De ‘reconciliación’
se habla desde hace mucho rato; para lograr la reconciliación en los conflictos
bélicos, étnicos, incluso religiosos, en
muchos países del mundo se están haciendo ingentes esfuerzos, a veces con mediocres resultados. Pero
el término ‘reconciliación’ aparece
ya implícito en épocas muy antiguas. Adán y Eva, sintiéndose culpables de su pecado, se escondieron
de la presencia de Yhavé (Gén. 3,1-19);
David reconoció su culpa ante el reproche del profeta Natán (II. Sam. 12,1-15); el Apóstol Pablo,
ya en el Nuevo Testamento, siente el
reproche interior de su conciencia que lo lleva a reconocer la incoherencia en su conducta (Rom.
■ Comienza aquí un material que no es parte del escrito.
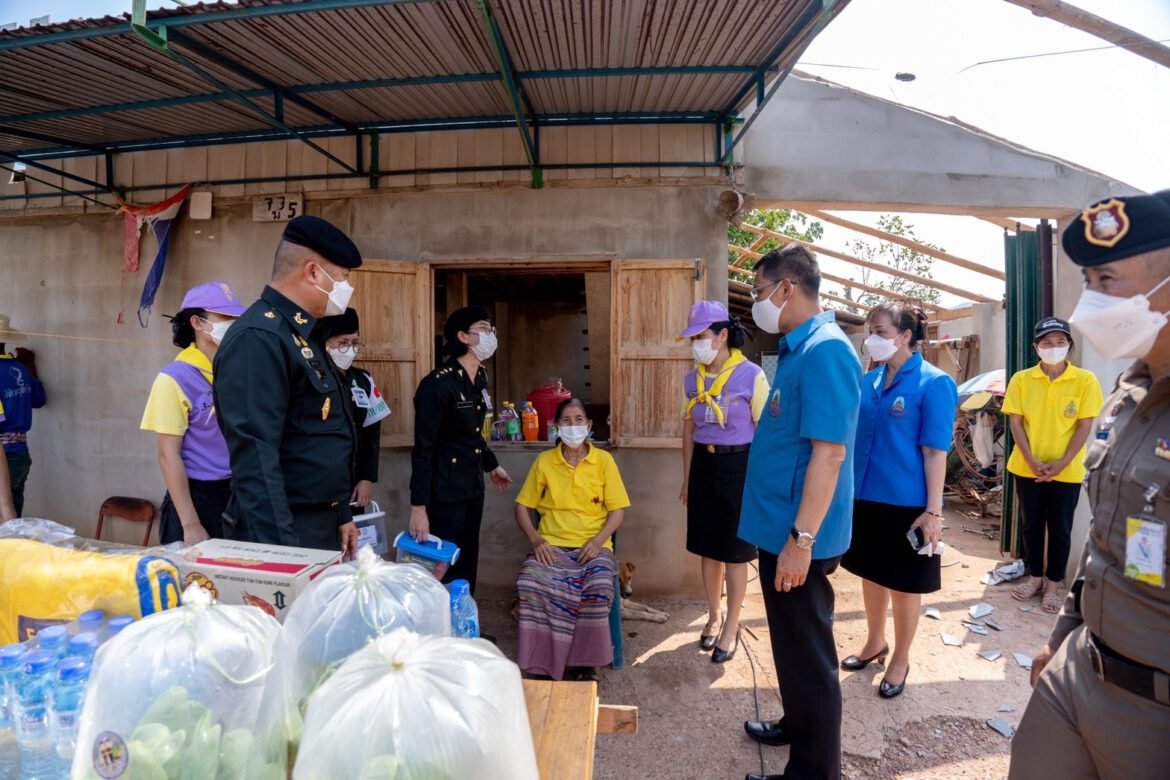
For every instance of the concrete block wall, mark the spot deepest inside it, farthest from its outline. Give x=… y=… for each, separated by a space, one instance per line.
x=63 y=275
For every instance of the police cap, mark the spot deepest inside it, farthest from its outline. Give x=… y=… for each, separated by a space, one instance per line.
x=324 y=239
x=1119 y=227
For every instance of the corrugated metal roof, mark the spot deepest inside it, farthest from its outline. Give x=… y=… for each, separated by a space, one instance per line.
x=349 y=64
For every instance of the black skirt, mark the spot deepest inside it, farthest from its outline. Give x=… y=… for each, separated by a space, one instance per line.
x=713 y=506
x=881 y=553
x=210 y=497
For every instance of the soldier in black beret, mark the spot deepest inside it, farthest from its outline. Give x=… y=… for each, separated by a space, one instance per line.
x=452 y=427
x=282 y=404
x=1101 y=701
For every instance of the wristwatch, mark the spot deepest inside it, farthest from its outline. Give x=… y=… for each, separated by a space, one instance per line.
x=804 y=539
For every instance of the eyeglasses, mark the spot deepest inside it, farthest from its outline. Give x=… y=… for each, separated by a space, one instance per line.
x=756 y=292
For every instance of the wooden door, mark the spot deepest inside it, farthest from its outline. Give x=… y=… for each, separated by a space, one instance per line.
x=652 y=299
x=393 y=302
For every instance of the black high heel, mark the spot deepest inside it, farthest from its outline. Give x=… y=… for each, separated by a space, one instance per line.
x=887 y=691
x=853 y=663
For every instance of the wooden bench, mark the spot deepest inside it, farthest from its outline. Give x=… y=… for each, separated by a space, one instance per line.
x=565 y=719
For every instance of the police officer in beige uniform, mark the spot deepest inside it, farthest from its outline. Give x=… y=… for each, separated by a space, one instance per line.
x=1101 y=705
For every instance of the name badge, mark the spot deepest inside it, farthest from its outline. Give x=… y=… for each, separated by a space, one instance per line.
x=360 y=398
x=1146 y=550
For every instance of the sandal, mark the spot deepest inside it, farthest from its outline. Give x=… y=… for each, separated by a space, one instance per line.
x=1052 y=601
x=1025 y=591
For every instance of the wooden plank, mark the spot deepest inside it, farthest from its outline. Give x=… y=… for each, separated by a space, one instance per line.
x=908 y=243
x=617 y=719
x=570 y=732
x=865 y=263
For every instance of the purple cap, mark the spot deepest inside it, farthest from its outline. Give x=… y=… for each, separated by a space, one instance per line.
x=214 y=296
x=702 y=316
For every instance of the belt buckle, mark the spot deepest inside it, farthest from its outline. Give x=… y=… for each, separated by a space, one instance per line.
x=1095 y=657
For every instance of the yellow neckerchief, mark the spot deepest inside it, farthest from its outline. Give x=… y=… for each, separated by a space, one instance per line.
x=703 y=395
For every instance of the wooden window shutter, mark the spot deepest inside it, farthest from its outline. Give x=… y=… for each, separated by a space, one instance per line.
x=393 y=302
x=652 y=299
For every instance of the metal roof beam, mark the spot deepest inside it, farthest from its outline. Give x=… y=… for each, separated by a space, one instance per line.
x=242 y=70
x=821 y=16
x=516 y=95
x=173 y=22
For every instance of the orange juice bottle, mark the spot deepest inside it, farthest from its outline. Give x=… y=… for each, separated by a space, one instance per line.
x=531 y=422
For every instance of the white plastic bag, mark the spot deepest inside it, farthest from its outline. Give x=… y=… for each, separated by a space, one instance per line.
x=419 y=708
x=176 y=695
x=338 y=614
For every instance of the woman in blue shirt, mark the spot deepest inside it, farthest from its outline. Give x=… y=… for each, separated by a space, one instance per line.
x=904 y=428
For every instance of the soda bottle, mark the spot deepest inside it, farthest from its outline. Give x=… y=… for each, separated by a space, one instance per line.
x=531 y=422
x=39 y=760
x=11 y=657
x=465 y=615
x=67 y=699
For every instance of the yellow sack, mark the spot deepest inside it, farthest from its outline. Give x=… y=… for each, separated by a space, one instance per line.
x=41 y=585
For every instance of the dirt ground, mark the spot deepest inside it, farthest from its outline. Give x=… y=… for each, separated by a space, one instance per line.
x=693 y=710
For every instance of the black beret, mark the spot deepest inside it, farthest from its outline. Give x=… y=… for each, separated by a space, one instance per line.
x=324 y=239
x=1116 y=228
x=1051 y=325
x=461 y=319
x=341 y=324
7,14-24). Todos, en fín, alcanzaron la
reconciliación.
La conciencia de pecado a lo largo de la
historia atestigua que el hombre
es víctima de su propia mala conducta y lo lleva
a buscar la paz, la reconciliación, en alguna parte. El profeta Jeremías entendía el pecado como
alejamiento de Dios; por esta razón en su
oración concebía la reconciliación como un ‘volver a Dios’: “hazme volver y volveré” (Jer. 31,18). Es,
pues, un hecho histórico el sentido de
culpa y la necesidad de reconciliación.
Los Estados civiles han hecho esfuerzos especiales por lograr
la reconciliación entre los pueblos
en conflicto; el derecho civil ha creado categorías especiales (perdón, indulto, amnistía) como
medios para lograr el reencuentro de los
pueblos en lucha. Surge una
pregunta a este respecto: la reconciliación
viene de fuera hacia adentro?; o mejor, va de adentro hacia afuera?. Por esta razón afirmamos
que la reconciliación comienza
por casa. Algunos escritores se han referido a la lucha proverbial entre amor y odio a lo
largo de la historia; uno y otro han intentado
prevalecer sobre su contrario. El campo en que se libra esta batalla es el corazón del hombre.
Incluso el Evangelio de S. Mateo (10,35)
alude a que “los enemigos de cada cual serán los que conviven con él”; es decir, los de su propia
casa. La reconciliación, pues, deberá
comenzar por casa; un ejemplo típico es el caso de Zaqueo a quien Jesús de Nazareth le confirmó en
su propia casa, al conocer la actitud
de conversión, “hoy la salvación ha llegado a esta casa” (Lc. 19,9).
Encuentro en el Documento de Puebla un
testimonio válido para dar fundamento
a la afirmación de que la reconciliación comienza por casa: Puebla alude a los cuatros
rostros del amor humano que “encuentran
su pleno desarrollo en la vida de familia: nupcialidad, paternidad-maternidad, filiación y
hermandad” (n. 583). Desde esta perspectiva
es posible afirmar que la reconciliación es la reconstrucción de cada uno de los
rostros de la familia cuando el pecado
del odio, del rechazo, de la venganza, irrumpe en el corazón humano generando una ruptura. Reconstruir
el rostro del amor conyugal entre
los esposos, entre padres e hijos, entre hermanos, es operar la reconciliación intergeneracional. A
partir de esta reconciliación en el núcleo
mismo de la familia, en la que es “la célula vital y fundamental de la sociedad“ (AA. n. 11) se podrá
llegar a niveles más amplios cada vez,
porque “el bien es, por naturaleza, difusivo”, como afirmó el ‘Doctor Angélico’. Los padres de
familia comprenderán que tienen una responsabilidad
muy especial de frente a la reconciliación dentro y fuera de su casa; el Concilio
Vaticano II les reconoció un ‘protagonismo’
propio en la sociedad y en la iglesia.